Besides, our Mark Mangino can outeat Toledo's Tom Amstutz any day of the week. If you don't believe me, let's say cheesesteaks at 20 paces.
(10) At least we don't have a blue field like Boise State.
Oh, sure, go ahead and belittle us.
Run us into the ground now that Vince Young is in that other league and we're breaking in eight new quarterbacks.
Get your shots in now.
Our very own Big 12 last weekend drops a nonconference football game or two — all right, seven — and everybody wants to make like we're a swimming conference.
Never mind that we are — thank you, Eddie Reese, Mr. Olympics.

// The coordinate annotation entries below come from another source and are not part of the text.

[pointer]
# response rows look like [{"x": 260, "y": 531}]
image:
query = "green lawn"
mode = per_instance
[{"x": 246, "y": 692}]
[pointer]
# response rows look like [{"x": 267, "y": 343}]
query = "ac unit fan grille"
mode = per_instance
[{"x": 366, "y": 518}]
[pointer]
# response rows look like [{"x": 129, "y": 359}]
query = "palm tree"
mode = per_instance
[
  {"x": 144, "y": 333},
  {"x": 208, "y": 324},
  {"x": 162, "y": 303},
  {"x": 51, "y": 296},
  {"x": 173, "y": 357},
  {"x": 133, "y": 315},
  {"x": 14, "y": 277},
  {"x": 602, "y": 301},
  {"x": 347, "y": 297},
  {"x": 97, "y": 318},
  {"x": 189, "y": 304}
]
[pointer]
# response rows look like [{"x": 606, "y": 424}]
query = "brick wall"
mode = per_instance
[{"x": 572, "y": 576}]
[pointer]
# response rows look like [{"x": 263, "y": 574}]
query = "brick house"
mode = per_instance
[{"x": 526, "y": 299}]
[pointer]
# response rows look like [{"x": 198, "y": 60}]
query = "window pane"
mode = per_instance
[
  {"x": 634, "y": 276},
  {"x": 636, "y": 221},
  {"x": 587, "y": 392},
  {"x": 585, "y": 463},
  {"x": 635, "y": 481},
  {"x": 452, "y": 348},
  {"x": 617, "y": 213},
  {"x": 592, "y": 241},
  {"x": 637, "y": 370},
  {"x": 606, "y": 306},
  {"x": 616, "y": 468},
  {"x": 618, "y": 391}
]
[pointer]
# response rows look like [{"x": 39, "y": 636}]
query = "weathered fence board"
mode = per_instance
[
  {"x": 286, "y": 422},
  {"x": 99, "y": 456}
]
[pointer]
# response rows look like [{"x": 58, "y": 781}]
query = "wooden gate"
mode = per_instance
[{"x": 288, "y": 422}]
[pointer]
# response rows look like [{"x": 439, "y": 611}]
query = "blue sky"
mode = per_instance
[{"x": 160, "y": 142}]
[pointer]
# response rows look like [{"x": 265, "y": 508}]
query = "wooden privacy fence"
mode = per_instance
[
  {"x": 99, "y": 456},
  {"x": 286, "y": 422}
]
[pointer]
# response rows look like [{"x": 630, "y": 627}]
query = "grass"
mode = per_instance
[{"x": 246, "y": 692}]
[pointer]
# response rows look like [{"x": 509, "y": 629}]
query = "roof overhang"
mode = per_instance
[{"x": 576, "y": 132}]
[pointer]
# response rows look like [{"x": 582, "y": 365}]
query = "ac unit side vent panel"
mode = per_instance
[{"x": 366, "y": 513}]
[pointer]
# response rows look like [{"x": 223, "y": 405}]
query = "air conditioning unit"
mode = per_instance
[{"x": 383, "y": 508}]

But we do play a mean brand of football. Or at least we used to.
After all, our league has produced three straight BCS national championship finalists and four in the last six years, delivered two of the last six national champions and had two of the last eight Heisman Trophy winners — maybe even three, if the Downtown Athletic Club retroactively stipulates that all its winners actually pay their own rent during college.
Look on the bright side:
Texas could be the best team in the country outside of Ohio. And maybe Michigan. California, perhaps.
Adrian Peterson could be the first pick of next year's NFL draft. (Hello, Texans. You're on the clock.)
Kansas State's socks match.
Only Baylor is on NCAA probation for football. (Colorado's on double-secret probation for its version of "Sex and the City," but we don't count that.)
Oklahoma hasn't kicked a player off the team in weeks.
Kansas basketball starts soon.
Here are 10 major reasons you and your friends can use to argue why the Big 12 remains the best football conference in the nation.
(1) No one is more candid than our Mike Leach.
There's not another football coach in America who will excoriate his own team like Texas Tech's reigning king of insult. He's the Don Rickles of college football. Who else calls his own team soft and a bunch of prima donnas?
"We were soft and (had) our pretty-boy little attitude. . . . We got what we deserved," Leach said Monday, responding to his team's 12-3 loss to Texas Christian.
(2) Colorado has lost only three games.
Granted, Dan Hawkins' team has played only three, but the NCAA issued a favorable ruling that a poor showing in the Buffaloes' final preseason intrasquad scrimmage will not be held against them.
Of course, Georgia's up next on the schedule.
(3) Missouri's pretty good.
Really. No joke. No punch line. Probably the most improved team in the league.
(4) Nebraska held USC under 40, which is a heckuva lot more than Arkansas can say.
(5) Nobody whines better than our Bob Stoops.
OK, so he has a point after Mike Bellotti's uncle and second cousin by marriage ruled that Oregon successfully recovered the onside kick that a Duck touched before 10 yards.
And we agree that the Zapruder film confirms the Single-Pass Theory — that the Ducks' pass did ricochet off Sooners defensive end C.J. Ah You and the white picket fence at Dealy Plaza and Tom Cruise's baby before safety Darien Williams supposedly interfered with the Oregon receiver.
Report Oklahoma's record as 2-1*.
(6) Speaking of penalties, there's not a team among the 119 in Division I-A that can false-start, hold, block in the back or delay a game quite like our Longhorns.
(7) We rock on fourth-and-inches.
Sure, go ahead, and blast our Dennis Franchione for going for it on a gutsy, fourth-and-centimeters call at his own 31 — when a punt would be the safe and prudent thing to do and seal the Texas A&M win. Just rip into the Aggie coach, who was trying to make a statement against that powerhouse Army.
OK, so he did make a statement. It was dumb. But it didn't backfire, did it?
(7a) Bobby Ross doesn't coach in the Big 12. Yes, the Army coach actually made a worse decision than Fran when he tried to run in the winning touchdown on the last play of the game from the, what, 23-yard line?
(8) Did we mention Mike Leach? The guy is cracked-ribs funny.
(9) No stinking way can Toledo beat one of our teams in regulation. It took the Rockets an overtime before they could knock off our Kansas Jayhawks.
Besides, our Mark Mangino can outeat Toledo's Tom Amstutz any day of the week. If you don't believe me, let's say cheesesteaks at 20 paces.
(10) At least we don't have a blue field like Boise State.